Для слабой же половины человечества было в нем особое обаяние.

Вот стоит он, в глухой степи, где-то в имении, у колодца и смотрит в воду на свое отражение — может быть, у того же Пети Кравцова. (Но сам Петя вряд ли мечтательно разглядывал бы себя в таком зеркале. Это занятие больше идет юноше Чехову — с одной стороны и веселому, живому, насмешливому, а внутри у него нечто и вовсе другое).
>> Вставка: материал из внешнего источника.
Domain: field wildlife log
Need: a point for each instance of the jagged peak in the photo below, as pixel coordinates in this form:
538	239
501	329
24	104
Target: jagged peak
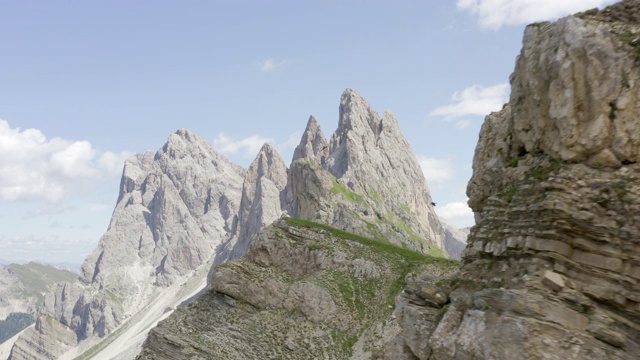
267	162
356	114
313	145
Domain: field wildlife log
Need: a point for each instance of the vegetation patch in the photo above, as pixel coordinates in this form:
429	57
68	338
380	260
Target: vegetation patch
541	172
13	324
339	189
632	39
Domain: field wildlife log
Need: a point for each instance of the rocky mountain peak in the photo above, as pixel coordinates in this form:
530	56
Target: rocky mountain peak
371	176
313	145
174	209
264	198
268	164
555	190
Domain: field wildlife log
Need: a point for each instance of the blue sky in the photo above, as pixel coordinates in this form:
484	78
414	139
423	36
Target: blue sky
84	84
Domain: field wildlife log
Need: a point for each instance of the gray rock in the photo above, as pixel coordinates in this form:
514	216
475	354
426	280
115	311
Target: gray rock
370	183
174	209
313	145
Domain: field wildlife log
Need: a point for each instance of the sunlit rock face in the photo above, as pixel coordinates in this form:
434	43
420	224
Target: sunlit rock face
174	209
552	266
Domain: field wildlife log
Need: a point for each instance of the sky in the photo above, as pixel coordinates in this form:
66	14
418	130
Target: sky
85	84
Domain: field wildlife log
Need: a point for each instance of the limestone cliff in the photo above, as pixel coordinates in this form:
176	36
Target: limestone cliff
264	198
22	289
174	209
303	291
186	208
367	182
552	268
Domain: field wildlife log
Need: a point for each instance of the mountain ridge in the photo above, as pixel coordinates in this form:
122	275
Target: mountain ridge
186	208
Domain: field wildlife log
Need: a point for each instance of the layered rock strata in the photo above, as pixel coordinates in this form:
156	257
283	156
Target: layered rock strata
174	208
367	182
552	269
303	291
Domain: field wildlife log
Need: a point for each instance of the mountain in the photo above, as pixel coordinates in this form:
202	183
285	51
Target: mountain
303	291
174	209
552	266
186	208
22	290
365	180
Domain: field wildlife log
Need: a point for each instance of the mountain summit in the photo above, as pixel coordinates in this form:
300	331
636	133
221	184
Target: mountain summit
186	208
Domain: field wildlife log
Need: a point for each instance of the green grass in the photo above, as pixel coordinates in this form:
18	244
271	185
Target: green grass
339	189
375	245
37	278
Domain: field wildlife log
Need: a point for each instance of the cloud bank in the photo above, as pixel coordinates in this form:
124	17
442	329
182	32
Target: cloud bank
474	100
33	167
457	213
493	14
436	170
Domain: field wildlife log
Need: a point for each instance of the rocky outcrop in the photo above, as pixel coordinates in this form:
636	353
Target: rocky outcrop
174	209
369	183
455	239
22	288
182	210
264	198
303	291
552	266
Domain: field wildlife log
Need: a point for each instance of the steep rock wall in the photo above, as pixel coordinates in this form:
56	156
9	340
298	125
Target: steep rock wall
552	267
Стоит и задумался. Подходит пятнадцатилетняя девочка, пришла за водой. «И поцеловал Иаков Рахиль, и возвысил голос свой и заплакал». Увидав свою Рахиль, пусть и минутную, тоже у колодца, юноша в южнорусской степи не заплакал, а обнял ее и поцеловал. И она, оставивши водонос, также стала его целовать — взрослый Чехов, рассказывая об этом случае молодости своей, говорил о загадочных параллельных токах любви, возникающих столь внезапно.

   

Из Москвы вести шли плохие. Родители и братья бедствовали. Доканчивая учение свое, будучи уже автором пьесы «Безотцовщина», издавая журнальчик «Заика», гимназист Антон Чехов собирал грошики, распродавая остатки отцовских вещей, прикладывал свои собственные трудовые и посылал в Москву. Писал и братьям, и родителям. Последним как-то довольно странно: Евгения Яковлевна даже обижалась на его шуточки.

«Мы от тебя получили 2 письма, наполнены шутками, а у нас это время только было 4 коп. и на хлеб и на светло[3] ждали от тебя не пришлешь ли денег, очень горько... у Маши шубы нет у меня теплых башмаков, сидим дома».

«Антошины» письма не сохранились. Нельзя представить себе, чтобы он не верил (как думала Евгения Яковлевна), что они в нужде. Вернее всего, балагурством только прикрывался: никогда не любил высказывать чувства прямо. Предпочитал закрываться. На этот раз — остротами.

А Евгения Яковлевна на своем первозданном языке писала ему:

«Скорей кончай в Таганроге ученье да приезжай пожалуйста скорей терпенья недостает ждать и непременно по медецынскому факультету, сашино занятие ненравится нам, присылай наши иконы понемногу еще скажу антоша если ты трудолюбив то всегда в Москве дело найдешь и заработаешь деньги.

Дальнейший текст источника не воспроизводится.